| Slide | Section | Description |
|---|---|---|
| 1 | Title & Presenter Information |
• Study Title (Bold, 40pt+ font) • Your Name, Qualifications, and Institution (24pt font). |
| 2 | Conflict of Interest Disclosure | • Mandatory statement confirming any financial or institutional disclosures. |
| 3 | Introduction & Background |
• Bullet 1: Current clinical context or problem statement. • Bullet 2: Knowledge gap in existing medical literature. • Bullet 3: Study Objective / Hypothesis. |
| 4 | Methodology |
• Study design (e.g., Randomized Controlled Trial, Retrospective Cohort). • Patient population, inclusion/exclusion criteria, and sample size (n). • Sample size (n). • Primary and secondary endpoints. |
| 5 | Results – Participant Flow & Baseline Data |
• CONSORT flowchart or basic demographic table. |
| 6 | Results – Primary Outcome |
• High-resolution chart, graph, or survival curve.. • Minimal text; include statistical significance (p |
| 7 | Results – Secondary Outcomes | • Key secondary findings or subgroup analyses using visual tables. |
| 8 | Discussion |
• Interpretation of major findings. • How results compare to prior landmark trials. |
| 9 | Limitations & Strengths | • 2–3 bullet points addressing study constraints and clinical strengths. |
| 10 | Conclusion & Clinical Implications | • Take-home message: How this changes clinical practice or future research. |
| 11 | Acknowledgements & Q&A |
• Thank your team, mentors, and institutions. • "Questions?" text with your contact email. |
Clinical Background: Acute severe Condition Y remains a premier driver of critical care hospitalizations worldwide, carrying an estimated 30-day mortality rate of 15–20%.

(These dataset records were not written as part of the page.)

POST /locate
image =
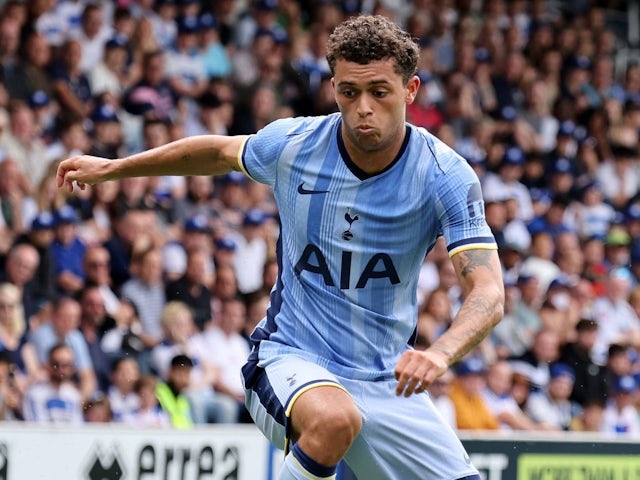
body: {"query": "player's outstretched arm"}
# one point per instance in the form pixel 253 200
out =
pixel 480 276
pixel 198 155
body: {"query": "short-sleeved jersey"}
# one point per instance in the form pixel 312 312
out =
pixel 351 245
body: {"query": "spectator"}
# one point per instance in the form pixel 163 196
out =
pixel 617 176
pixel 92 35
pixel 592 417
pixel 472 411
pixel 551 407
pixel 94 321
pixel 41 235
pixel 71 85
pixel 20 267
pixel 22 143
pixel 439 391
pixel 170 394
pixel 17 206
pixel 146 290
pixel 31 74
pixel 590 379
pixel 536 361
pixel 152 96
pixel 10 390
pixel 125 337
pixel 130 233
pixel 107 135
pixel 192 288
pixel 21 354
pixel 55 400
pixel 124 400
pixel 434 318
pixel 498 398
pixel 617 321
pixel 227 351
pixel 111 74
pixel 63 328
pixel 68 251
pixel 185 66
pixel 251 252
pixel 149 412
pixel 98 410
pixel 620 416
pixel 182 337
pixel 515 332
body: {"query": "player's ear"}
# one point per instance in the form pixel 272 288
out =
pixel 412 89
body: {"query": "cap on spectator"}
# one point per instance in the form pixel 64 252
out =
pixel 209 100
pixel 425 76
pixel 208 21
pixel 508 113
pixel 197 223
pixel 579 62
pixel 188 25
pixel 254 218
pixel 586 324
pixel 65 214
pixel 625 384
pixel 559 369
pixel 350 7
pixel 181 360
pixel 617 237
pixel 39 99
pixel 633 211
pixel 483 55
pixel 117 41
pixel 268 5
pixel 561 281
pixel 104 113
pixel 237 178
pixel 226 243
pixel 566 129
pixel 621 273
pixel 623 151
pixel 42 221
pixel 470 366
pixel 562 165
pixel 513 156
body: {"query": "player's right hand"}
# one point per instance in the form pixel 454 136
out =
pixel 416 370
pixel 83 170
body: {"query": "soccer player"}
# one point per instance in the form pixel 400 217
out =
pixel 362 196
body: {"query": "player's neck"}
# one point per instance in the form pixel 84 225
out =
pixel 375 161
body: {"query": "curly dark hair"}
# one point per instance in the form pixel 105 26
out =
pixel 365 39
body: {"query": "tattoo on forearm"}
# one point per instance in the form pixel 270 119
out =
pixel 472 324
pixel 468 261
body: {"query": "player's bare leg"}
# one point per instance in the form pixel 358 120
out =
pixel 325 422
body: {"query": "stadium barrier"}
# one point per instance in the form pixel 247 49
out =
pixel 239 452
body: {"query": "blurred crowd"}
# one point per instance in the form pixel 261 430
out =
pixel 132 301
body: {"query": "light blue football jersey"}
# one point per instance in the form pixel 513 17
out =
pixel 351 245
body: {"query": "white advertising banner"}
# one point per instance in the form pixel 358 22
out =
pixel 237 452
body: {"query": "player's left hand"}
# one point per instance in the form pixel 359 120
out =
pixel 416 370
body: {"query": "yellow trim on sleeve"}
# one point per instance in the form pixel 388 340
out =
pixel 309 475
pixel 472 246
pixel 306 389
pixel 239 159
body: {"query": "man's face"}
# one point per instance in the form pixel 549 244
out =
pixel 372 100
pixel 62 366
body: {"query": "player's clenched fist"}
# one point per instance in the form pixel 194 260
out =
pixel 417 369
pixel 83 170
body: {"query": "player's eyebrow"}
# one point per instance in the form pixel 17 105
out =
pixel 345 83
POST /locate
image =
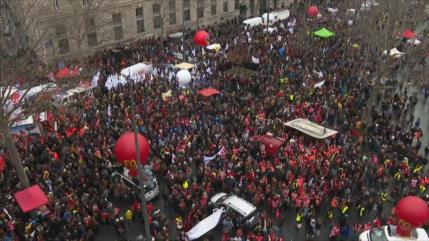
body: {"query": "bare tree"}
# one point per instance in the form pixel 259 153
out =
pixel 83 21
pixel 200 6
pixel 161 12
pixel 19 61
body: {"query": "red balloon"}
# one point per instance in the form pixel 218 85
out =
pixel 411 212
pixel 133 172
pixel 312 11
pixel 125 150
pixel 2 163
pixel 200 38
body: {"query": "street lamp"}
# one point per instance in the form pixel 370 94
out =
pixel 183 30
pixel 139 164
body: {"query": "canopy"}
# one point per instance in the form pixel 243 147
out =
pixel 394 53
pixel 272 144
pixel 176 35
pixel 67 73
pixel 208 92
pixel 408 34
pixel 136 71
pixel 205 225
pixel 310 128
pixel 184 65
pixel 324 33
pixel 252 22
pixel 31 198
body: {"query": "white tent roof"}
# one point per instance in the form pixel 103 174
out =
pixel 136 69
pixel 310 128
pixel 394 53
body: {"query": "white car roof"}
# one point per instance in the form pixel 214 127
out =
pixel 421 234
pixel 217 196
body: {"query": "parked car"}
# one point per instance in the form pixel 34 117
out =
pixel 241 211
pixel 388 233
pixel 150 185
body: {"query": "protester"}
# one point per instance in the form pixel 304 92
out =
pixel 299 181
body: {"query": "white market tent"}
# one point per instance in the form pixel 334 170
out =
pixel 310 128
pixel 214 47
pixel 394 53
pixel 184 65
pixel 135 72
pixel 176 35
pixel 252 22
pixel 275 16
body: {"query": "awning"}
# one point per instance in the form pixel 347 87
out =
pixel 184 65
pixel 31 198
pixel 67 73
pixel 310 128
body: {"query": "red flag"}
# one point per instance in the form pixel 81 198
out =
pixel 15 97
pixel 56 156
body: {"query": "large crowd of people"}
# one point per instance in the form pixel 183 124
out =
pixel 340 183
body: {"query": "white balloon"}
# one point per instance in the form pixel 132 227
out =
pixel 184 78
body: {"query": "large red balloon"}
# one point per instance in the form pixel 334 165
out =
pixel 312 11
pixel 125 150
pixel 411 212
pixel 200 38
pixel 2 163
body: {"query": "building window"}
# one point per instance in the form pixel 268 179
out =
pixel 200 8
pixel 213 7
pixel 237 4
pixel 56 4
pixel 117 18
pixel 92 39
pixel 90 24
pixel 186 4
pixel 91 32
pixel 63 45
pixel 172 12
pixel 140 20
pixel 118 33
pixel 63 41
pixel 186 11
pixel 117 26
pixel 157 21
pixel 225 6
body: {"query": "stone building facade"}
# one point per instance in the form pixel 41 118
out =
pixel 64 28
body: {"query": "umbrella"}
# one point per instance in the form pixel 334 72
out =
pixel 408 34
pixel 208 92
pixel 31 198
pixel 324 33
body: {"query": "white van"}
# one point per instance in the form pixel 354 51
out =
pixel 151 188
pixel 388 233
pixel 242 212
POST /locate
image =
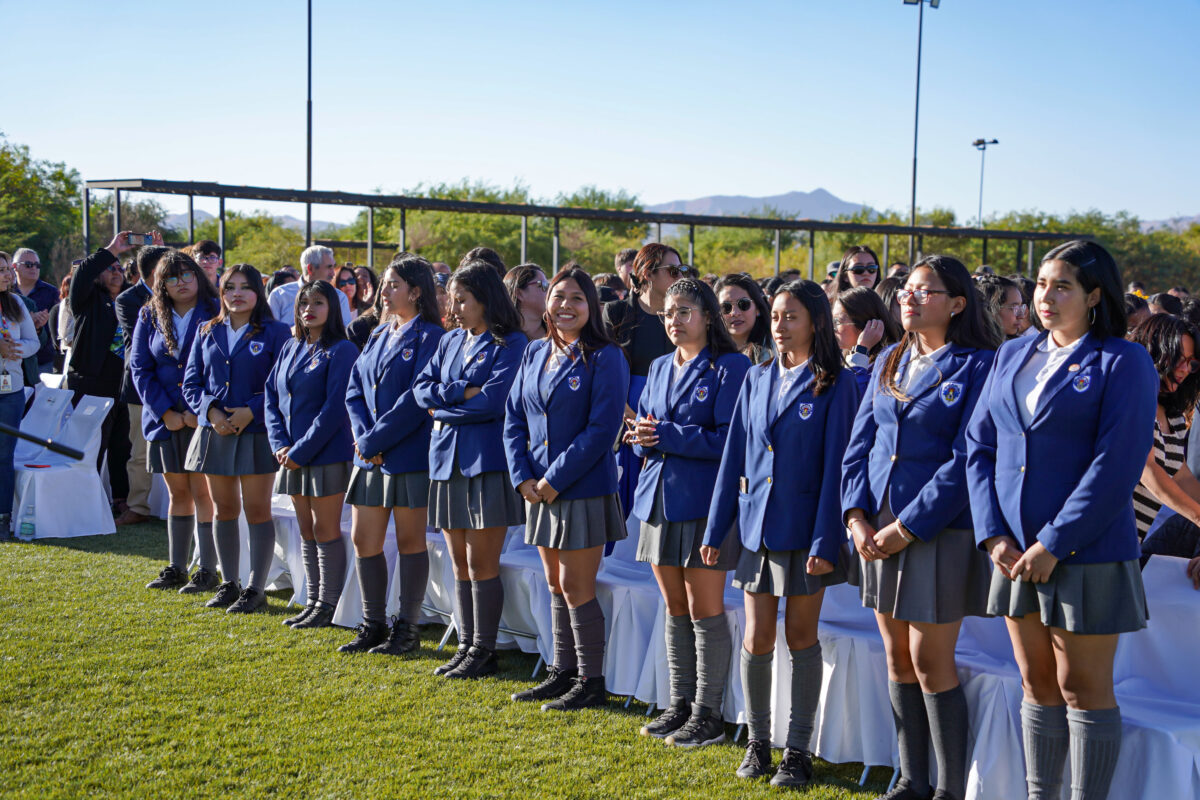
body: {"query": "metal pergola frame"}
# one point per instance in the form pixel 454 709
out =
pixel 222 192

The Knowledge Gap: Standard guideline-directed medical therapies often lack rapid onset, and the therapeutic window for implementing targeted secondary prevention remains poorly defined in existing clinical trials.

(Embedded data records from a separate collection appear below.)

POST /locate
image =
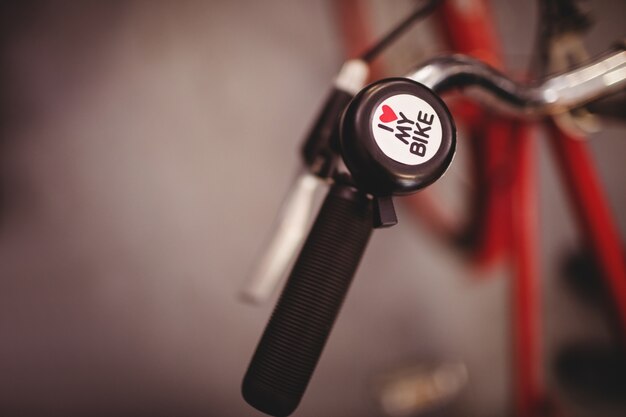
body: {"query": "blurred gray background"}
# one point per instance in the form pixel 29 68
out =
pixel 145 149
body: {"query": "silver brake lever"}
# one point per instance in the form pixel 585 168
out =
pixel 290 228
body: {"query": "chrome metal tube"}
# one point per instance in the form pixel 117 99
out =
pixel 558 93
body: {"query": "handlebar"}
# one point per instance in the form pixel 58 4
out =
pixel 599 78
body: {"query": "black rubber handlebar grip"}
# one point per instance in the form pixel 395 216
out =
pixel 295 336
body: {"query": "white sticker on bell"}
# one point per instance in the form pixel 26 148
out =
pixel 407 129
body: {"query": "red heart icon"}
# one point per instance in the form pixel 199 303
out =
pixel 388 114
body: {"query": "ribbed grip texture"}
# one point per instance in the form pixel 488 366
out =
pixel 290 348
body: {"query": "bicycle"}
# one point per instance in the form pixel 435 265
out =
pixel 380 178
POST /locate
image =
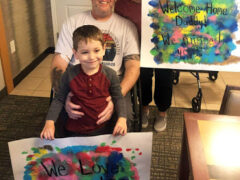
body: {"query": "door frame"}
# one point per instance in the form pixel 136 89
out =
pixel 54 20
pixel 5 58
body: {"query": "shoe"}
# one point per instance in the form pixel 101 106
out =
pixel 145 119
pixel 160 123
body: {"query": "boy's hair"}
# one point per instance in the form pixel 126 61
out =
pixel 86 33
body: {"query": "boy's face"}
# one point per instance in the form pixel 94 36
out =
pixel 90 54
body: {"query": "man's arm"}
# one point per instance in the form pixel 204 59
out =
pixel 131 74
pixel 58 67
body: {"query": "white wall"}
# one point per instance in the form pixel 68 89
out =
pixel 2 83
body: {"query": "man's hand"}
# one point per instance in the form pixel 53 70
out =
pixel 48 130
pixel 107 112
pixel 120 127
pixel 72 109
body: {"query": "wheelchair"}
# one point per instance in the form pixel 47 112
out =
pixel 197 100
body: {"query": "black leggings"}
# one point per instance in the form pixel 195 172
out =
pixel 163 87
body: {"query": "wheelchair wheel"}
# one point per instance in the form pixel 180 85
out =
pixel 175 77
pixel 213 75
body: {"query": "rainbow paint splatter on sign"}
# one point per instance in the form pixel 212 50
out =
pixel 81 162
pixel 193 31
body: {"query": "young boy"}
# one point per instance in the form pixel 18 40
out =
pixel 91 83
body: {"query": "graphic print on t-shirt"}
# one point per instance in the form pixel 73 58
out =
pixel 110 51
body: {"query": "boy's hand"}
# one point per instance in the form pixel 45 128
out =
pixel 72 109
pixel 48 130
pixel 120 127
pixel 107 112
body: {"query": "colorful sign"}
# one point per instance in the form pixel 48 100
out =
pixel 87 158
pixel 191 34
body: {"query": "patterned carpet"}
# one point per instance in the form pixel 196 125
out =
pixel 23 117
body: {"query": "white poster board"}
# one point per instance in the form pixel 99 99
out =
pixel 191 34
pixel 97 157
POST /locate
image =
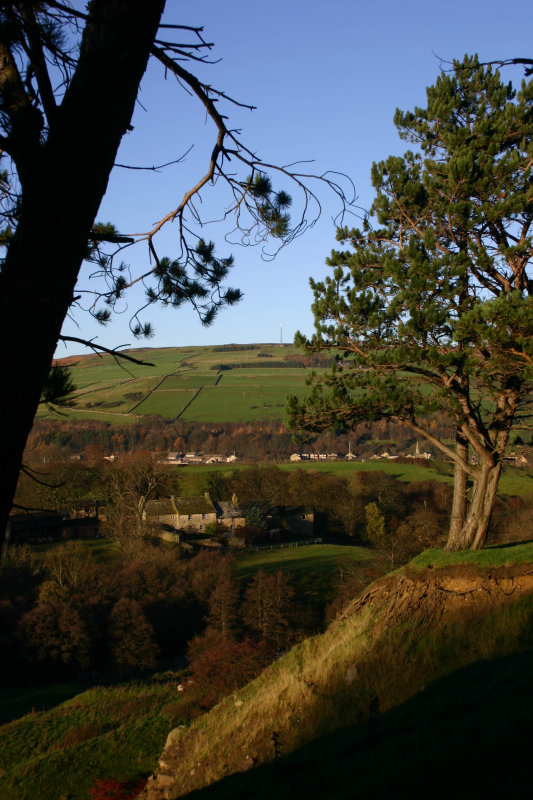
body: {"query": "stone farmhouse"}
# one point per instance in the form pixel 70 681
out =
pixel 190 514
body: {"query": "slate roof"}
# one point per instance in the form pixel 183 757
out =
pixel 194 505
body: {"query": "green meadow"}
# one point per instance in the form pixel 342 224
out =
pixel 185 383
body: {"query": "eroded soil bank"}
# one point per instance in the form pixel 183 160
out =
pixel 333 680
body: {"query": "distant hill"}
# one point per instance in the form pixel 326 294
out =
pixel 221 383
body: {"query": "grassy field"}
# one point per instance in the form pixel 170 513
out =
pixel 377 706
pixel 185 383
pixel 113 732
pixel 514 482
pixel 333 738
pixel 313 568
pixel 490 556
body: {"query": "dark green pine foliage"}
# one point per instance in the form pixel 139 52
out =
pixel 430 307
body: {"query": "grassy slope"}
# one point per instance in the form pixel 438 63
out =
pixel 181 383
pixel 369 701
pixel 105 732
pixel 443 695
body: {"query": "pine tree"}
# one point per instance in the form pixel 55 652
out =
pixel 431 309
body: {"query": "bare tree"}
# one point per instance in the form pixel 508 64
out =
pixel 68 82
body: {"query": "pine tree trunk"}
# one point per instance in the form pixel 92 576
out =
pixel 477 521
pixel 459 500
pixel 61 195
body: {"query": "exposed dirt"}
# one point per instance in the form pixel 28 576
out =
pixel 429 596
pixel 448 594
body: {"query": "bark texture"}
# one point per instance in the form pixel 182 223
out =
pixel 64 179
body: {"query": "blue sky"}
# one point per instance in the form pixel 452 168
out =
pixel 326 78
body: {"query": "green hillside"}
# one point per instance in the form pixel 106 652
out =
pixel 420 687
pixel 203 384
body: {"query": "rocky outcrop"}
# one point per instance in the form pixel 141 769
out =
pixel 322 675
pixel 452 593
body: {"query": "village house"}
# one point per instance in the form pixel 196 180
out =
pixel 229 514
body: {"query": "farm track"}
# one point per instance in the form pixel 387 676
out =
pixel 163 379
pixel 193 398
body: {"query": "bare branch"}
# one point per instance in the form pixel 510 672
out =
pixel 99 349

Study Objective: This randomized controlled trial sought to evaluate whether administering the novel agent Drug X within 6 hours of initial symptom onset improves 30-day all-cause mortality compared to standard therapy alone.

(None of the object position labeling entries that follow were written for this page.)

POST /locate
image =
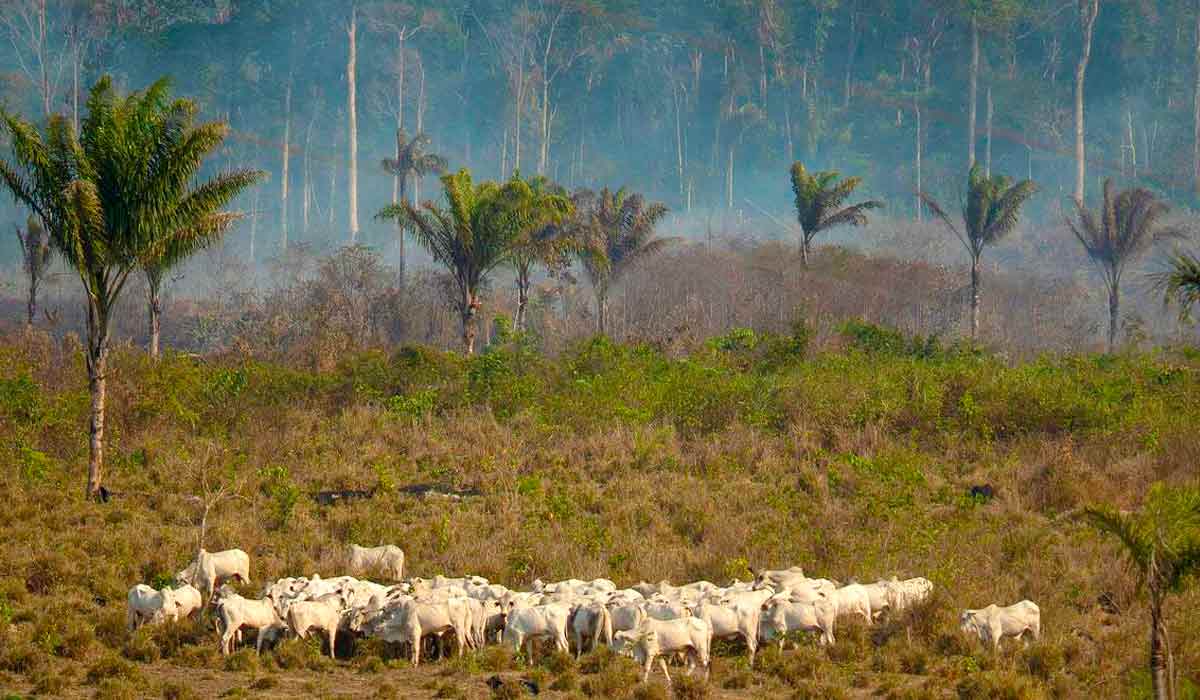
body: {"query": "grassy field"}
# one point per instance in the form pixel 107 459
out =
pixel 853 460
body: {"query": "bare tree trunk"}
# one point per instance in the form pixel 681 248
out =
pixel 400 228
pixel 306 205
pixel 353 118
pixel 675 96
pixel 729 180
pixel 420 117
pixel 1195 108
pixel 916 106
pixel 975 297
pixel 972 90
pixel 287 161
pixel 97 386
pixel 1087 13
pixel 987 153
pixel 852 49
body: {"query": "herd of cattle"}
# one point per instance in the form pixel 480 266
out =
pixel 646 621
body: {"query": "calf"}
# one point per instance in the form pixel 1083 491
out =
pixel 235 612
pixel 388 560
pixel 781 616
pixel 144 604
pixel 655 639
pixel 323 614
pixel 993 623
pixel 525 624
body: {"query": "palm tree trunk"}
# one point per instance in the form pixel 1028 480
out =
pixel 1114 315
pixel 1159 678
pixel 975 297
pixel 97 386
pixel 35 279
pixel 469 310
pixel 155 317
pixel 1087 10
pixel 603 311
pixel 522 298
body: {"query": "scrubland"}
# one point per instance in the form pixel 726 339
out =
pixel 853 458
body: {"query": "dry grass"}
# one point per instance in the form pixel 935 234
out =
pixel 855 465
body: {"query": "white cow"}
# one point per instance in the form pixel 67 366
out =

Baseline Cohort Demographics: Baseline clinical characteristics, including age (mean: 58.4 years), sex distribution (46% female), and comorbidity burdens (e.g., hypertension, diabetes), were evenly balanced across the two study cohorts (all p > 0.05).
Core Interpretation: Early therapeutic intervention using Drug X substantially mitigates 30-day all-cause mortality without increasing the rate of severe treatment-limiting adverse clinical complications.
Literature Context: These findings validate earlier retrospective registry data while establishing a much higher tier of clinical evidence. The observed reduction in hospital length of stay suggests a substantial secondary benefit regarding institutional healthcare cost savings.
Early-initiated treatment using Drug X represents a safe, highly effective strategy to optimize survival outcomes in patients presenting with acute severe Condition Y.
Moving Forward: These findings support the integration of early Drug X protocols into standard emergency cardiac care pathways. Larger international trials are warranted to verify long-term efficacy across more diverse patient demographic profiles.